O governo provisório atravessou bem os testes iniciais no Congresso. Parece que o chacoalhar policial-midiático não provocou ainda rachaduras de desestabilização precoce. Aprovou um megadeficit capaz de aninhar as demandas políticas essenciais para finalizar a deposição de Dilma Rousseff e exibiu músculos na primeira votação da DRU de 30%.
A força congressual e o conforto da elite empresarial com a equipe econômica são os trunfos iniciais da administração. O governo Michel Temer sustenta-se sobre estas duas pernas: as ideias para a economia e os votos para aprová-las. O alarido é grande, mas enquanto as pernas mantém o corpo erguido o temerismo vai à frente no placar.
Focos potenciais de dúvida: a eventual substituição no comando das duas Casas e a desidratação das medidas econômicas pelo Legislativo. Mas se o governo mantiver a base suficientemente coesa terá como administrar favoravelmente ambos os problemas. Governos podem até resistir à crise permanente, mas não costumam sobreviver a perdas decisivas de apoio.
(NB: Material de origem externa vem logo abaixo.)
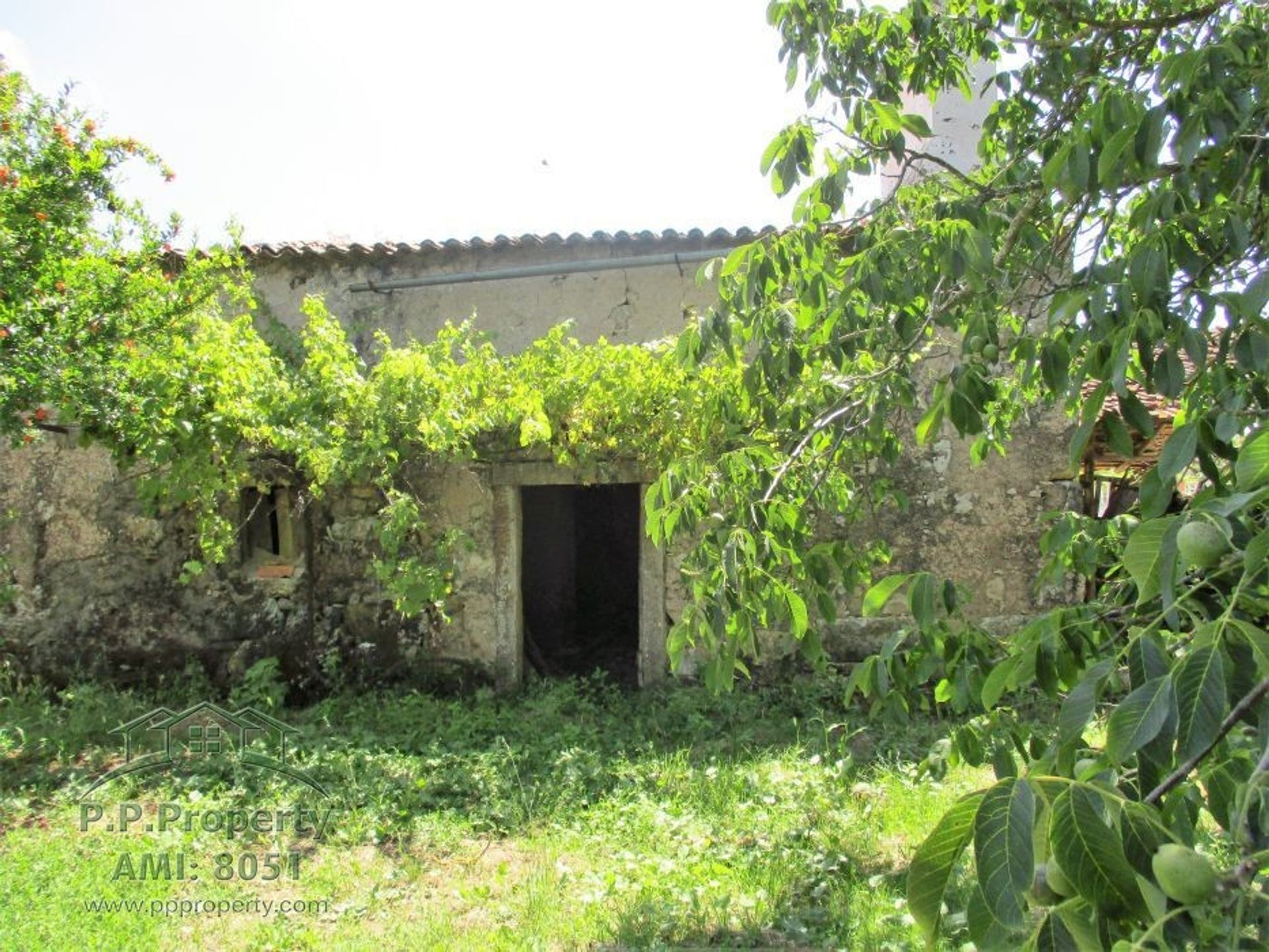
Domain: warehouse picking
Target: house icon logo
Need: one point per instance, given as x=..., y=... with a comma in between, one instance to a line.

O interino enfrenta dificuldades imediatas em duas frentes: 1) as revelações e acusações criminais contra sua tropa e 2) a hostilidade do noticiário. O segundo ponto é natural para um time, o PMDB, que não tem ou tem pouca torcida nas fortalezas da guerra cultural. E o primeiro já é um dado da realidade. E a queda do PT transformou o PMDB no prato principal.
Aqui e ali pipocam no noticiário especulações sobre a possível falta de votos para afastar Dilma definitivamente. Por enquanto, devem ser lançadas na coluna dos políticos em busca de valorizar o próprio passe. Assim como as votações iniciais, a decisão final não vai depender de um ou outro senador, mas do movimento social e político na hora da decisão.
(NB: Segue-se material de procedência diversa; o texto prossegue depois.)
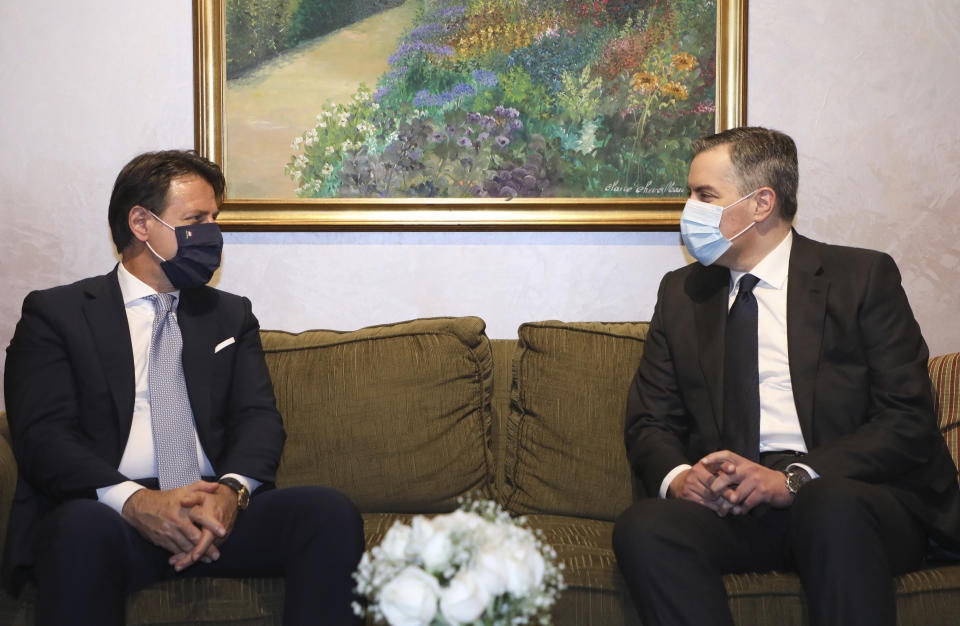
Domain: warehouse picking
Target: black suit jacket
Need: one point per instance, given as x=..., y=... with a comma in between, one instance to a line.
x=69, y=385
x=858, y=366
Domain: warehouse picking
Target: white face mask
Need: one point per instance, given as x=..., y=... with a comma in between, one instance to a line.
x=700, y=229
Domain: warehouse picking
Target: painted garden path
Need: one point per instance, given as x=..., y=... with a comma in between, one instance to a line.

A presidente no exílio interno está bastante ativa na resistência ao afastamento e tem mantido a coesão de seu bloco. Mas até o momento não ampliou o apoio para além dos que se opuseram a seu afastamento. Por enquanto, os movimentos pró-Dilma e anti-Temer emitem mais calor do que luz. Mas convém ficar de olho.
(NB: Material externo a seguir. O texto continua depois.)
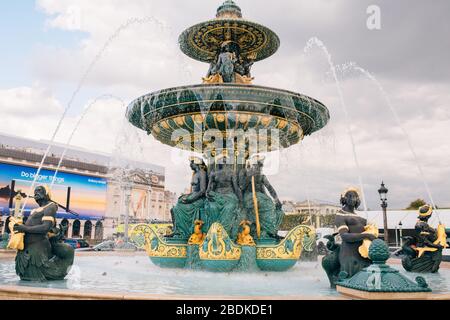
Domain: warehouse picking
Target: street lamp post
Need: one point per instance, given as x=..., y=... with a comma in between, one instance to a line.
x=383, y=192
x=127, y=189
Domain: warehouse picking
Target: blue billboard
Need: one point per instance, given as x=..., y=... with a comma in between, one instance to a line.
x=87, y=195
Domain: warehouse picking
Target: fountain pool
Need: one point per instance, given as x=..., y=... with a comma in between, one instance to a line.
x=133, y=274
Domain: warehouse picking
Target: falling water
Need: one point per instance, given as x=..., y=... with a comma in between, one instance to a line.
x=69, y=141
x=354, y=66
x=97, y=57
x=314, y=41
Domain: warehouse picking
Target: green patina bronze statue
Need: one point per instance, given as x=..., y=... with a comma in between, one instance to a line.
x=190, y=206
x=224, y=198
x=348, y=258
x=423, y=253
x=268, y=214
x=44, y=255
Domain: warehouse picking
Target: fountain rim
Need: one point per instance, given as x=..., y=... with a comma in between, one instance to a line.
x=189, y=49
x=316, y=115
x=230, y=85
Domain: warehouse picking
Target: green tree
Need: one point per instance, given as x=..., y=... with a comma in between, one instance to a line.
x=416, y=204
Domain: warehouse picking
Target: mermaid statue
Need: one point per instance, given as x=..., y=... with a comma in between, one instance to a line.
x=350, y=257
x=423, y=252
x=266, y=215
x=42, y=256
x=190, y=207
x=224, y=197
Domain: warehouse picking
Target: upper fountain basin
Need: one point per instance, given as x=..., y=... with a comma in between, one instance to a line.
x=227, y=107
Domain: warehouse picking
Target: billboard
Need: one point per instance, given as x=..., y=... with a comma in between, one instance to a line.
x=87, y=196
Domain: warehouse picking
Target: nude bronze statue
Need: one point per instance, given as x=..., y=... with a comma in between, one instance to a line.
x=44, y=256
x=423, y=252
x=345, y=260
x=224, y=197
x=190, y=206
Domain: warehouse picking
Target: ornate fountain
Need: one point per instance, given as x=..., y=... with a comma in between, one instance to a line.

Uma fragilidade da presidente afastada é não projetar qualquer desenho de futuro. O que seria um eventual governo Dilma, na economia e na política, até 2018? Não se visualiza. O discurso de seus apoiadores limita-se à acusação de ilegalidade e ilegitimidade. Mas não se explica por que e como a eventual volta dela ajudaria a resolver os problemas do Brasil.
É um trunfo de Temer, que se apresenta como "o governo possível". Mas sempre sob a ameaça das "diretas já", via PEC ou TSE. Alguns do campo dilmista acenam com um plebiscito convocado por ela para decidir sobre a antecipação da eleição. Soa mais um expediente para ganhar tempo, se reassumir a cadeira.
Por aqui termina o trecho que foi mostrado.